Open Model LLM tool

The Open Model LLM tool enables the utilization of various Open Model and Foundational Models, such as Falcon and Llama 2, for natural language processing in Azure Machine Learning prompt flow.

Caution

Deprecation notice: The Open Model LLM tool has been deprecated in favor of the LLM tool, which provide support for all the models supported by the Azure AI model inference API and hence it provider greater flexibility.

Here's how it looks in action on the Visual Studio Code prompt flow extension. In this example, the tool is being used to call a LlaMa-2 chat endpoint and asking "What is CI?".

Screenshot that shows the Open Model LLM tool on Visual Studio Code prompt flow extension.

This prompt flow tool supports two different LLM API types:

  • Chat: Shown in the preceding example. The chat API type facilitates interactive conversations with text-based inputs and responses.
  • Completion: The Completion API type is used to generate single response text completions based on provided prompt input.

Quick overview: How do I use the Open Model LLM tool?

  1. Choose a model from the Azure Machine Learning Model Catalog and get it deployed.
  2. Connect to the model deployment.
  3. Configure the open model llm tool settings.
  4. Prepare the prompt.
  5. Run the flow.

Prerequisites: Model deployment

  • Pick the model that matched your scenario from the Azure Machine Learning model catalog.
  • Use the Deploy button to deploy the model to an Azure Machine Learning online inference endpoint.
    • Use one of the Pay as you go deployment options.

To learn more, see Deploy foundation models to endpoints for inferencing.

Prerequisites: Connect to the model

In order for prompt flow to use your deployed model, you need to connect to it. There are two ways to connect.

Endpoint connections

Once your flow is associated to an Azure Machine Learning or Azure AI Foundry workspace, the Open Model LLM tool can use the endpoints on that workspace.
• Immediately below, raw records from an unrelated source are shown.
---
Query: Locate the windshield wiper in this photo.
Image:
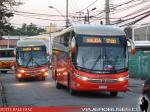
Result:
[25,57,33,67]
[89,54,101,72]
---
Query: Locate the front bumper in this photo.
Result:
[71,78,128,92]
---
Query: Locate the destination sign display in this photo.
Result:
[83,37,119,44]
[21,47,41,51]
[83,37,102,43]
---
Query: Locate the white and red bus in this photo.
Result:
[51,25,135,96]
[0,48,15,73]
[16,40,48,81]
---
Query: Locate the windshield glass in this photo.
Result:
[0,50,14,58]
[76,35,127,72]
[17,47,47,67]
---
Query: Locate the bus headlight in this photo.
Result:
[75,74,88,81]
[118,76,129,82]
[41,68,45,72]
[44,72,48,76]
[18,70,25,73]
[17,74,21,78]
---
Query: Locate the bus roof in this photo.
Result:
[17,40,45,47]
[58,24,125,36]
[0,48,15,51]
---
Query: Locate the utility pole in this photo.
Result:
[87,9,90,24]
[105,0,110,25]
[66,0,69,27]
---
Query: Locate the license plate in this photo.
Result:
[31,74,35,77]
[99,85,107,89]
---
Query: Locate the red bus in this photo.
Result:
[51,25,135,96]
[0,48,15,73]
[16,40,48,81]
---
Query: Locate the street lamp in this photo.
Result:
[49,5,69,27]
[49,6,65,18]
[87,7,96,24]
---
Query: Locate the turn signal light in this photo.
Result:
[20,70,25,73]
[17,74,21,78]
[44,72,48,76]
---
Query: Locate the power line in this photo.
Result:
[78,0,98,12]
[15,13,65,21]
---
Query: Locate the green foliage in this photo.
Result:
[6,23,45,36]
[0,0,20,35]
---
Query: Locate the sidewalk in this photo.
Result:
[129,78,144,94]
[0,80,3,106]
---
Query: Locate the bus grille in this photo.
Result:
[88,79,118,83]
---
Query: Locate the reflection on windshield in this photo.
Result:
[77,46,127,71]
[18,51,47,67]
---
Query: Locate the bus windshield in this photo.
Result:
[17,47,47,67]
[0,50,14,58]
[76,35,127,73]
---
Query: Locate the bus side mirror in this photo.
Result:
[50,65,54,70]
[13,50,16,56]
[128,39,136,55]
[70,37,76,53]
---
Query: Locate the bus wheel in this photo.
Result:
[40,77,45,81]
[68,76,76,96]
[110,92,118,96]
[18,78,23,82]
[1,70,7,73]
[56,80,62,89]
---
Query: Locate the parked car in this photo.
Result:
[143,78,150,99]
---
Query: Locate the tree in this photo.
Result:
[0,0,21,35]
[5,23,45,36]
[124,27,132,39]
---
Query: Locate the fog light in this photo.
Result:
[77,83,80,87]
[20,70,25,73]
[44,72,48,76]
[42,69,45,72]
[17,74,21,78]
[118,77,124,81]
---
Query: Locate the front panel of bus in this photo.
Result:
[0,49,15,73]
[71,35,128,91]
[16,46,48,78]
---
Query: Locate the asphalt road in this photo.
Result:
[0,73,143,108]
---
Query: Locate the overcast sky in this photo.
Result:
[11,0,149,26]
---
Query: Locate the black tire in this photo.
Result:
[18,78,23,82]
[56,80,62,89]
[1,70,7,73]
[68,76,76,96]
[41,77,45,81]
[110,92,118,96]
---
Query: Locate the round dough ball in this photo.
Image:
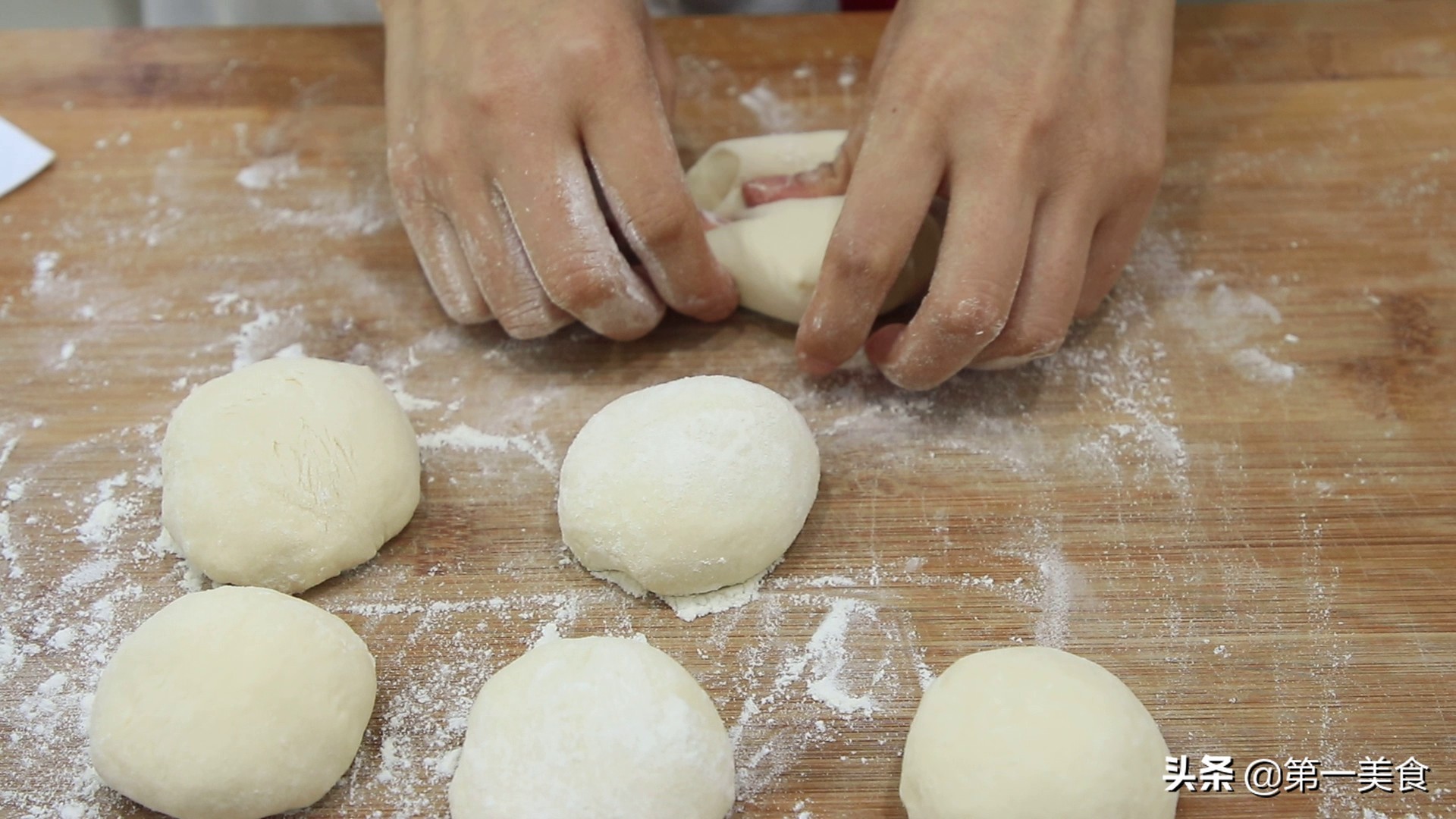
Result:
[687,131,849,218]
[89,586,374,819]
[708,196,940,324]
[556,376,818,596]
[450,637,734,819]
[900,645,1178,819]
[162,359,419,593]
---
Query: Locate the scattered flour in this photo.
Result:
[1228,347,1294,383]
[236,153,299,191]
[738,80,799,134]
[419,424,560,475]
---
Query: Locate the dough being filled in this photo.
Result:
[89,587,374,819]
[900,645,1178,819]
[687,131,940,324]
[450,637,734,819]
[162,359,419,593]
[556,376,820,596]
[708,196,940,324]
[687,131,849,218]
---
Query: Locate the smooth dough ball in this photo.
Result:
[900,645,1178,819]
[90,586,374,819]
[708,196,940,324]
[687,131,940,324]
[556,376,820,596]
[162,359,419,593]
[687,131,849,218]
[450,637,734,819]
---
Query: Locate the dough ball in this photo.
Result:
[556,376,818,596]
[162,359,419,593]
[687,131,940,324]
[90,587,374,819]
[900,645,1178,819]
[450,637,734,819]
[708,196,940,324]
[687,131,849,218]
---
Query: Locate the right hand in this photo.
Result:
[381,0,738,340]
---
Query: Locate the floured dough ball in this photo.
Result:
[708,196,940,324]
[900,645,1178,819]
[450,637,734,819]
[687,131,940,324]
[89,587,374,819]
[162,359,419,593]
[556,376,820,596]
[687,131,849,218]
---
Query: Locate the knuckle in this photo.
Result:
[543,252,617,313]
[434,287,491,325]
[626,196,698,248]
[495,303,559,338]
[929,294,1008,347]
[559,28,614,76]
[997,322,1067,359]
[412,121,462,180]
[826,239,896,291]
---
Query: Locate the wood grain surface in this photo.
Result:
[0,6,1456,819]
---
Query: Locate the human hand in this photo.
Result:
[381,0,737,340]
[744,0,1174,389]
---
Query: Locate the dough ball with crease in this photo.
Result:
[556,376,820,596]
[687,131,940,324]
[900,645,1178,819]
[87,587,374,819]
[687,131,849,218]
[162,359,419,593]
[450,637,734,819]
[708,196,940,324]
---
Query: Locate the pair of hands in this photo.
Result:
[383,0,1172,389]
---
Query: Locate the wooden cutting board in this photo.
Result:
[0,6,1456,819]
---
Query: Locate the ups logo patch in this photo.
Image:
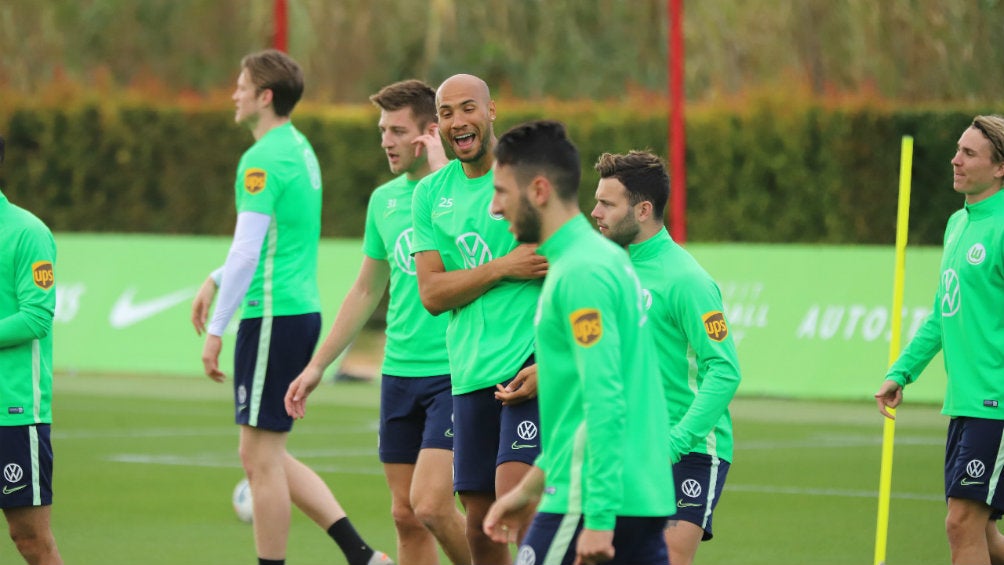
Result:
[244,169,267,195]
[568,308,603,347]
[31,261,56,290]
[701,310,729,341]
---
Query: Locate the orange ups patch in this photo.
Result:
[31,261,56,290]
[701,310,729,341]
[568,308,603,347]
[244,169,266,195]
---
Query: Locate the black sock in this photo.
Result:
[327,516,373,565]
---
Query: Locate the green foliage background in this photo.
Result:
[0,98,987,245]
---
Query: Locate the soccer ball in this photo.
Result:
[231,477,254,524]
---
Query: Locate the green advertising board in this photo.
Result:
[54,233,945,401]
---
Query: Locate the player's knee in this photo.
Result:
[10,531,55,563]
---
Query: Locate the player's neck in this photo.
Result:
[251,112,289,142]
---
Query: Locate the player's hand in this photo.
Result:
[482,486,538,543]
[202,334,227,382]
[496,244,547,280]
[495,363,537,406]
[875,379,903,419]
[574,529,613,565]
[412,123,450,171]
[283,365,323,418]
[192,277,216,335]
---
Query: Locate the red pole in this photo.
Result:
[272,0,289,52]
[667,0,687,245]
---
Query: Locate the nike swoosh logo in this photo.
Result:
[108,288,195,329]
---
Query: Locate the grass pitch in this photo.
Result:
[0,374,949,565]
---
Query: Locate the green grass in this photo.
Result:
[0,375,948,565]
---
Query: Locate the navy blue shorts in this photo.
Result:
[945,416,1004,520]
[234,312,320,432]
[671,453,730,541]
[0,423,52,508]
[516,512,670,565]
[453,355,540,493]
[379,374,453,464]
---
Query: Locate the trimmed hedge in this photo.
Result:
[0,101,978,245]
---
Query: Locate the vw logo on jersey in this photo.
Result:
[394,228,415,275]
[3,463,24,483]
[516,545,537,565]
[457,232,493,269]
[966,459,987,479]
[516,419,537,442]
[942,269,962,318]
[488,201,505,220]
[966,243,987,265]
[680,479,701,499]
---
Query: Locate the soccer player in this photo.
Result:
[485,121,673,565]
[186,49,391,565]
[592,152,740,565]
[412,74,547,565]
[286,80,471,565]
[0,137,62,565]
[874,115,1004,565]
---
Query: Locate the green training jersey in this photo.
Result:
[362,175,450,376]
[412,160,540,394]
[886,191,1004,419]
[628,230,740,462]
[0,193,56,426]
[535,215,676,530]
[234,122,321,319]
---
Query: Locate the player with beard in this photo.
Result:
[412,74,547,565]
[485,121,673,565]
[592,152,740,565]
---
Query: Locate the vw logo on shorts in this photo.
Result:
[3,463,24,483]
[966,459,987,479]
[680,479,701,499]
[516,419,537,442]
[516,545,537,565]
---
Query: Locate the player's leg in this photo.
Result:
[453,386,512,565]
[945,498,990,565]
[945,416,1004,565]
[987,520,1004,565]
[664,453,730,565]
[495,363,540,539]
[384,463,439,565]
[411,448,471,565]
[0,425,62,564]
[240,426,290,560]
[410,375,471,565]
[379,374,437,565]
[3,506,62,565]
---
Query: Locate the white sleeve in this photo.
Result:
[208,212,272,335]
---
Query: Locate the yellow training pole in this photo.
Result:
[874,135,914,565]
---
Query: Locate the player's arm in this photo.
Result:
[670,279,740,463]
[0,227,56,347]
[285,256,391,417]
[874,293,942,418]
[415,245,547,316]
[202,212,272,381]
[555,271,629,531]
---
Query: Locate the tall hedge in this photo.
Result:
[0,101,987,245]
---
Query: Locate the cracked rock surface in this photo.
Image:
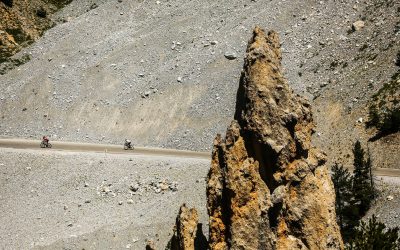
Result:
[207,27,343,249]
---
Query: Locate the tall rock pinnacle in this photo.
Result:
[207,27,343,249]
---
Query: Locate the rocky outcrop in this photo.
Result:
[167,204,199,250]
[0,0,71,63]
[207,27,343,249]
[166,204,207,250]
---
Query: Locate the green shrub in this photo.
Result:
[346,215,400,250]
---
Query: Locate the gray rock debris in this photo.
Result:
[224,51,237,60]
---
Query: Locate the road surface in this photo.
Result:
[0,139,400,177]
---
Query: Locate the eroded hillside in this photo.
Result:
[0,0,400,167]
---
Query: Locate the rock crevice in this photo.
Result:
[207,27,343,249]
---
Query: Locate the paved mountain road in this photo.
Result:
[0,139,400,177]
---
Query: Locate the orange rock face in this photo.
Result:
[207,27,343,249]
[166,204,199,250]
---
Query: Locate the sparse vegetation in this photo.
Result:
[346,215,400,250]
[332,141,377,242]
[367,71,400,138]
[1,0,13,7]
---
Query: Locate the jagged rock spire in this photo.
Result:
[207,27,343,249]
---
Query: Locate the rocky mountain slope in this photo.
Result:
[207,27,343,249]
[0,0,400,168]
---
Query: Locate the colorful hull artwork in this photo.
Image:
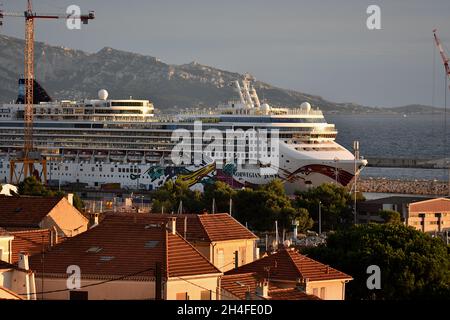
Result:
[130,163,353,189]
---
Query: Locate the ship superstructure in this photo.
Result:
[0,77,366,190]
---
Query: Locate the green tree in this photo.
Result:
[294,183,353,230]
[233,179,311,231]
[152,180,204,213]
[378,210,402,223]
[18,176,54,197]
[304,223,450,300]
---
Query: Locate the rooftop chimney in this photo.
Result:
[18,252,30,270]
[89,212,100,229]
[256,279,269,298]
[67,193,73,206]
[168,218,177,234]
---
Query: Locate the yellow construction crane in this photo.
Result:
[0,0,95,184]
[433,29,450,89]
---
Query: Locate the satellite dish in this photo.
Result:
[98,89,108,100]
[300,102,311,112]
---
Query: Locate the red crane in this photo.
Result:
[433,29,450,89]
[0,0,95,183]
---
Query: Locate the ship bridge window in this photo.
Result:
[111,101,144,107]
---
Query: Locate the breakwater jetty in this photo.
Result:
[357,178,449,196]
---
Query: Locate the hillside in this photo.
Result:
[0,35,442,113]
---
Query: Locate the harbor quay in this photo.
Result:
[358,177,449,196]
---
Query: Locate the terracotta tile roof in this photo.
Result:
[8,229,52,263]
[0,196,63,228]
[0,260,28,272]
[198,213,258,242]
[104,213,258,242]
[0,286,24,300]
[409,198,450,213]
[30,216,220,279]
[226,249,352,281]
[220,272,259,300]
[0,227,10,237]
[269,288,322,300]
[220,272,321,300]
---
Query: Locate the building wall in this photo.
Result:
[0,236,14,263]
[189,242,212,262]
[40,198,89,237]
[406,199,450,232]
[36,277,155,300]
[210,239,256,272]
[0,269,35,300]
[0,286,19,300]
[306,280,345,300]
[36,274,220,300]
[165,274,221,300]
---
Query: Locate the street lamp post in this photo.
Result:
[319,201,322,234]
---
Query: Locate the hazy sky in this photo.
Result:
[0,0,450,106]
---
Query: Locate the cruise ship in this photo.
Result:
[0,77,367,192]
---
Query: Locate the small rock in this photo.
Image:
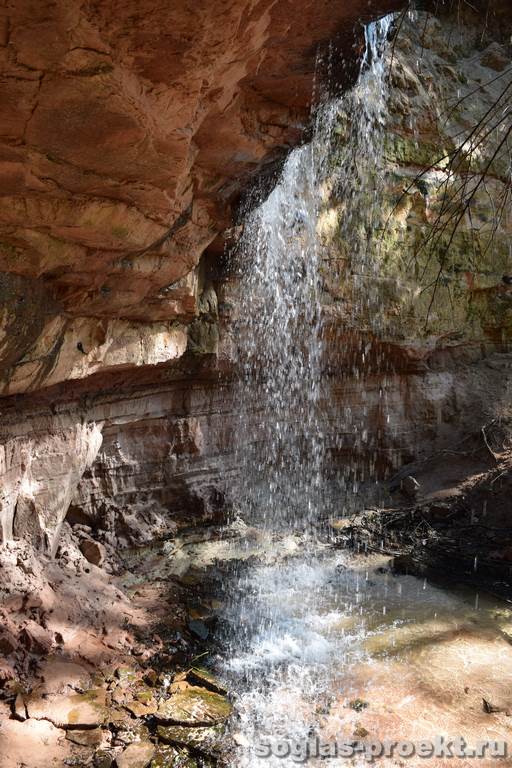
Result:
[400,475,421,499]
[155,686,232,726]
[480,43,510,72]
[188,619,210,640]
[157,725,225,755]
[115,667,137,683]
[25,688,109,728]
[20,621,53,656]
[0,628,18,656]
[13,693,27,721]
[116,741,155,768]
[80,539,106,566]
[124,699,158,717]
[66,728,103,747]
[38,658,91,694]
[151,745,197,768]
[186,667,228,696]
[349,699,368,712]
[144,669,158,686]
[92,749,114,768]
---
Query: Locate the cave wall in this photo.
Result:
[0,2,512,552]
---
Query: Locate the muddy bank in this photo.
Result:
[0,530,237,768]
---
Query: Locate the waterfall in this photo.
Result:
[220,17,392,768]
[234,16,392,528]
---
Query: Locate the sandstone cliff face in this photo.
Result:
[0,0,391,394]
[0,2,510,552]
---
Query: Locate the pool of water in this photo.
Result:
[217,532,512,768]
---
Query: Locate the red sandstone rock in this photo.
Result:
[0,0,396,393]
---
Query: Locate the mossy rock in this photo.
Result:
[157,725,225,756]
[155,686,232,726]
[150,745,198,768]
[187,667,228,696]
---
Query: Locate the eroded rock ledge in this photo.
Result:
[0,0,397,394]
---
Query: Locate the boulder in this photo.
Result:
[116,741,155,768]
[25,688,108,729]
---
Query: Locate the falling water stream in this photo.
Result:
[213,17,512,768]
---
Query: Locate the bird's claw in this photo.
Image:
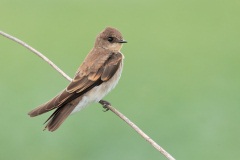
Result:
[99,100,111,112]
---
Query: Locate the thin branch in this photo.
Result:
[0,31,72,81]
[0,31,175,160]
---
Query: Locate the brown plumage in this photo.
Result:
[28,27,126,131]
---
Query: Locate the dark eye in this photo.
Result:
[108,37,113,42]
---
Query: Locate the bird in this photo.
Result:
[28,27,127,132]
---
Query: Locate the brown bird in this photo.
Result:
[28,27,127,131]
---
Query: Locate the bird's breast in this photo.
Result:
[71,61,123,114]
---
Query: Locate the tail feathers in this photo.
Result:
[44,104,75,132]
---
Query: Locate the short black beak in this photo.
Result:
[118,39,127,43]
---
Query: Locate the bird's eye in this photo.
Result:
[108,37,113,42]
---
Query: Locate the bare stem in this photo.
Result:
[0,31,175,160]
[0,31,72,81]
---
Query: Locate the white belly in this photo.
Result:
[71,63,123,114]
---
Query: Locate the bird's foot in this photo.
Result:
[99,100,111,112]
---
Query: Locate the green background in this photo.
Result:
[0,0,240,160]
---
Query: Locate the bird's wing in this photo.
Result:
[28,53,123,118]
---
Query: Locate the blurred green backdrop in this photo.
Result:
[0,0,240,160]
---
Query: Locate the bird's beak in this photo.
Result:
[118,39,127,43]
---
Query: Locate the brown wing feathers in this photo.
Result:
[28,53,122,131]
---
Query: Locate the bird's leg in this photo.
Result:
[99,100,111,112]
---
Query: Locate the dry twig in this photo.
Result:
[0,31,175,160]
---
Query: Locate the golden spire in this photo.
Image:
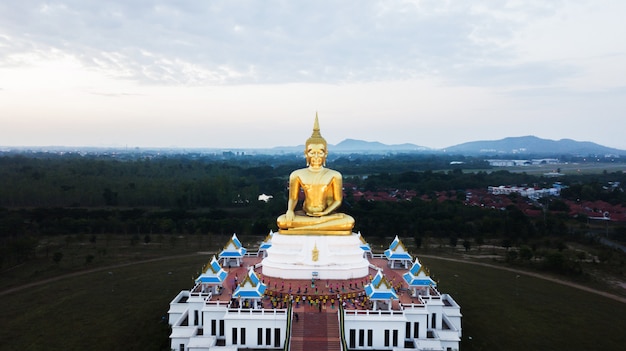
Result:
[311,242,320,262]
[304,112,328,149]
  • Using Azure Machine Learning or Azure AI Foundry workspaces: If you're using prompt flow in one of the web page based browsers workspaces, the online endpoints available on that workspace who up automatically.

  • Using VS Code or code first: If you're using prompt flow in VS Code or one of the Code First offerings, you need to connect to the workspace. The Open Model LLM tool uses the azure.identity DefaultAzureCredential client for authorization. One way is through setting environment credential values.

Custom connections

The Open Model LLM tool uses the CustomConnection. Prompt flow supports two types of connections:

  • Workspace connections - Connections that are stored as secrets on an Azure Machine Learning workspace. While these connections can be used, in many places, the are commonly created and maintained in the Studio UI. To learn how to create a custom connection in Studio UI, see how to create a custom connection.

  • Local connections - Connections that are stored locally on your machine. These connections aren't available in the Studio UX, but can be used with the VS Code extension. To learn how to create a local Custom Connection, see how to create a local connection.

The required keys to set are:

  • endpoint_url
    • This value can be found at the previously created Inferencing endpoint.
  • endpoint_api_key
    • Ensure to set it as a secret value.
    • This value can be found at the previously created Inferencing endpoint.
  • model_family
    • Supported values: LLAMA, DOLLY, GPT2, or FALCON
    • This value is dependent on the type of deployment you're targeting.

Running the tool: Inputs

The Open Model LLM tool has many parameters, some of which are required. See the following table for details, you can match these parameters to the preceding screenshot for visual clarity.

Name Type Description Required
api string The API mode that depends on the model used and the scenario selected. Supported values: (Completion | Chat) Yes
endpoint_name string Name of an Online Inferencing Endpoint with a supported model deployed on it. Takes priority over connection. Yes
temperature float The randomness of the generated text. Default is 1. No
max_new_tokens integer The maximum number of tokens to generate in the completion. Default is 500. No
top_p float The probability of using the top choice from the generated tokens. Default is 1. No
model_kwargs dictionary This input is used to provide configuration specific to the model used. For example, the Llama-02 model may use {"temperature":0.4}. Default: {} No
deployment_name string The name of the deployment to target on the Online Inferencing endpoint. If no value is passed, the Inferencing load balancer traffic settings are used. No
prompt string The text prompt that the language model uses to generate its response. Yes

Outputs

API Return Type Description
Completion string The text of one predicted completion
Chat string The text of one response int the conversation

Deploying to an online endpoint

When you deploy a flow containing the Open Model LLM tool to an online endpoint, there's an extra step to set up permissions. During deployment through the web pages, there's a choice between System-assigned and User-assigned Identity types. Either way, using the Azure portal (or a similar functionality), add the "Reader" Job function role to the identity on the Azure Machine Learning workspace or Ai Studio project, which is hosting the endpoint. The prompt flow deployment may need to be refreshed.